LISER researcher invited to Columbia University

Alexandros Theloudis gave an invited talk at the Applied Micro Theory Colloquium in NY

November 27th  2018, New York, USA – LISER Researcher, Dr. Alexndros Theloudis, was recently invited by the prestiguous Department of Economics of Columbia University though its Program for Economic Research (PER) for a two week visit (26/11 to 07/12). Invited to talk to faculty and students, his presentation entitled ‘Family Time Allocations over the Last Half Century’ was part of the Applied Micro Theory Colloquium talk series.

Alexandros’s presentation examines how over the last half century, married American women doubled their labor supply and halved the time they spend on household chores. By contrast, married American men reduced their labor supply and increased their involvement in chores. Both increased the time they devote to children but men, especially the most educated, did so by far more. What explains these dramatic changes in family time allocations?

Alexandros develops a rich dynamic model that incorporates family time use and features public consumption, financial and human capital, rich earnings dynamics, and endogenous divorce. The model quantifies the role of the wage and education gender gaps (both of which narrowed down substantially over the said period), returns to labor market experience, fertility and the costs to raise children, the availability of time-saving household appliances, and features of the marriage market such as the expansion of divorce in the early 1970s. Preliminary results suggest that -at least- the gender wage gap and the divorce option are important for the observed time allocation dynamics. The latter implied an improvement in intra-household bargaining power among women and a transfer of non-market work to their husbands.
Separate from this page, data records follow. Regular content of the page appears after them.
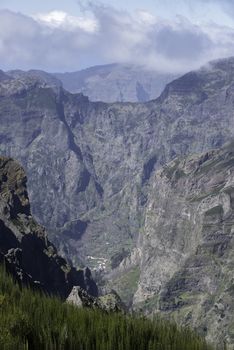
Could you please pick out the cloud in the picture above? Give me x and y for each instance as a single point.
(58, 41)
(64, 21)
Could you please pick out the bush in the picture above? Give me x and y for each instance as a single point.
(31, 320)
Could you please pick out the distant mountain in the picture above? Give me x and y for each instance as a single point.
(116, 83)
(95, 179)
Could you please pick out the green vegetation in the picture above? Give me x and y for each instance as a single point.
(31, 320)
(126, 284)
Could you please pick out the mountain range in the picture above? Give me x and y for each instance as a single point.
(116, 83)
(139, 192)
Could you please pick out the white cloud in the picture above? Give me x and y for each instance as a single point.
(64, 21)
(59, 41)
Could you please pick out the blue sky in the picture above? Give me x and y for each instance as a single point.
(164, 35)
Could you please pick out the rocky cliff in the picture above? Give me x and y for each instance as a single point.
(116, 83)
(187, 244)
(92, 166)
(24, 246)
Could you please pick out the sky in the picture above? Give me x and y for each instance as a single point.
(68, 35)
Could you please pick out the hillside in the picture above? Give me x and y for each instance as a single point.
(29, 320)
(116, 83)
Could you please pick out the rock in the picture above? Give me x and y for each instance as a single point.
(116, 82)
(187, 245)
(108, 303)
(24, 246)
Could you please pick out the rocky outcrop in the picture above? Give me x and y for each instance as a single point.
(90, 164)
(187, 244)
(92, 180)
(108, 303)
(24, 246)
(116, 83)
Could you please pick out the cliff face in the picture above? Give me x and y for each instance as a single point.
(24, 246)
(91, 169)
(90, 164)
(116, 83)
(187, 244)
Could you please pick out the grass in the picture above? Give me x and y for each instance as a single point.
(31, 320)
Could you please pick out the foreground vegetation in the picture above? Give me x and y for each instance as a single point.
(30, 320)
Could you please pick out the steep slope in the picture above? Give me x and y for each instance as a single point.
(24, 246)
(116, 83)
(90, 164)
(187, 244)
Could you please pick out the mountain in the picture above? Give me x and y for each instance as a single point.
(24, 246)
(186, 249)
(91, 169)
(116, 83)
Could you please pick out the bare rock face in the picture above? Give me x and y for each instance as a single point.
(92, 181)
(24, 246)
(108, 303)
(116, 83)
(187, 244)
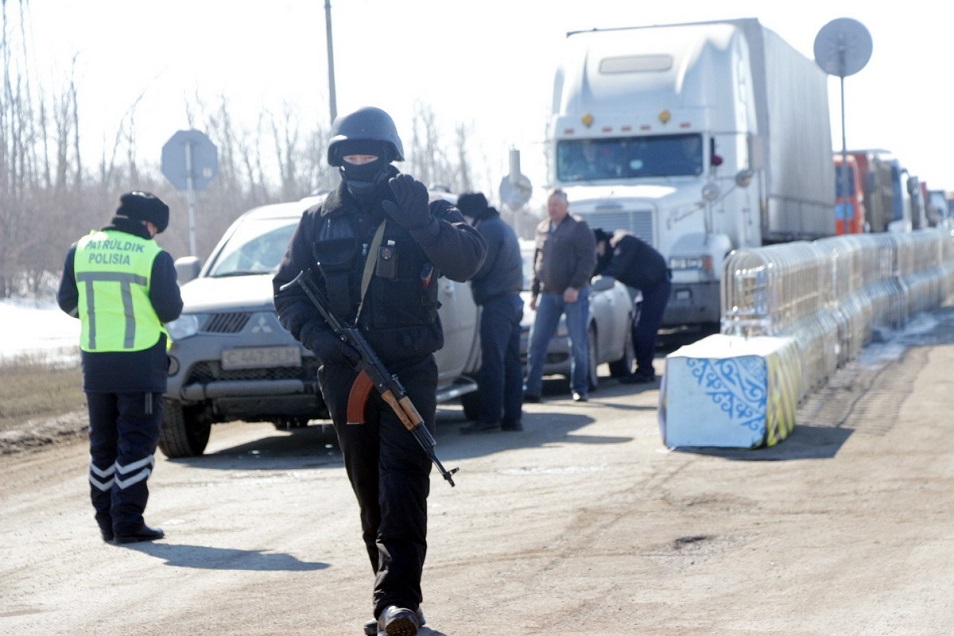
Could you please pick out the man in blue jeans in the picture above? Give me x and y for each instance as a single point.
(638, 265)
(563, 262)
(496, 288)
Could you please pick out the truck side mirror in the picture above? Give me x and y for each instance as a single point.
(743, 178)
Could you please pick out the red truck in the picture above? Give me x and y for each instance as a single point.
(850, 215)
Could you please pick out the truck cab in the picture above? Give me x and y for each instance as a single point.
(664, 131)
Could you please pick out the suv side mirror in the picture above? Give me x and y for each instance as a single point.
(187, 268)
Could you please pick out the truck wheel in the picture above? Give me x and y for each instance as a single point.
(594, 361)
(182, 434)
(624, 366)
(471, 403)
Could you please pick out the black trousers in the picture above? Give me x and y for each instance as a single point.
(123, 434)
(390, 476)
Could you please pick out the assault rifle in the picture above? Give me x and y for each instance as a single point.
(371, 372)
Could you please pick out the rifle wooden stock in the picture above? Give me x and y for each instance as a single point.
(374, 373)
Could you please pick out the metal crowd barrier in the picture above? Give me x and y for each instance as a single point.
(830, 295)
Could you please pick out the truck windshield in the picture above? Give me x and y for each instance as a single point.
(629, 158)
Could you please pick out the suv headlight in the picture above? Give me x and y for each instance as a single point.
(184, 326)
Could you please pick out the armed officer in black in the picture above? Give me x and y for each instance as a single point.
(377, 247)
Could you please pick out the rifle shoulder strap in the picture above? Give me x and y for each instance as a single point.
(369, 265)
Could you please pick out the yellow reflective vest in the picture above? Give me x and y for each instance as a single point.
(113, 272)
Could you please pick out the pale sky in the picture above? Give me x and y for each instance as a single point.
(488, 65)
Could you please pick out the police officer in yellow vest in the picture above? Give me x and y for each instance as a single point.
(122, 286)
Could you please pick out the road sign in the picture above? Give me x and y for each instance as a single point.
(190, 160)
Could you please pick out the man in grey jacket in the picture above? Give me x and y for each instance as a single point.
(563, 262)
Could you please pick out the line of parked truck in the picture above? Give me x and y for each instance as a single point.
(706, 137)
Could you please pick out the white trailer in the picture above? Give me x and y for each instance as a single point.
(699, 138)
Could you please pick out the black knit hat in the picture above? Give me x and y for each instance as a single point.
(143, 206)
(601, 235)
(472, 204)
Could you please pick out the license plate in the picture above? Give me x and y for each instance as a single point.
(257, 357)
Asked by LISER on the significance of his visit for the Institute and Luxembourg. Alexandros had these thoughts:

“Getting the chance to exchange with and receive feedback from faculty and students in one of the best economics departments in the world is important for me. This ultimately helps improve my work and the way I think of research questions and other issues. This is a practical point (feedback) as well as a deeper, more mentality-grounded one. It is also important for LISER in two dimensions. First, the said exchanges and feedback are also useful for work I carry out on similar topics with my LISER colleagues. Second, LISER gains visibility in the US and such visits tend to generate economies of scale through reciprocal visits in Luxembourg and beyond. Ultimately, modern research requires joining minds and forces from around the world in order to provide answers to complex problems. Luxembourg is investing substantially in its research sector and I see my visit at Columbia as a testimony to the success of what we are driving towards and gradually building up here in the Grand-Duchy.”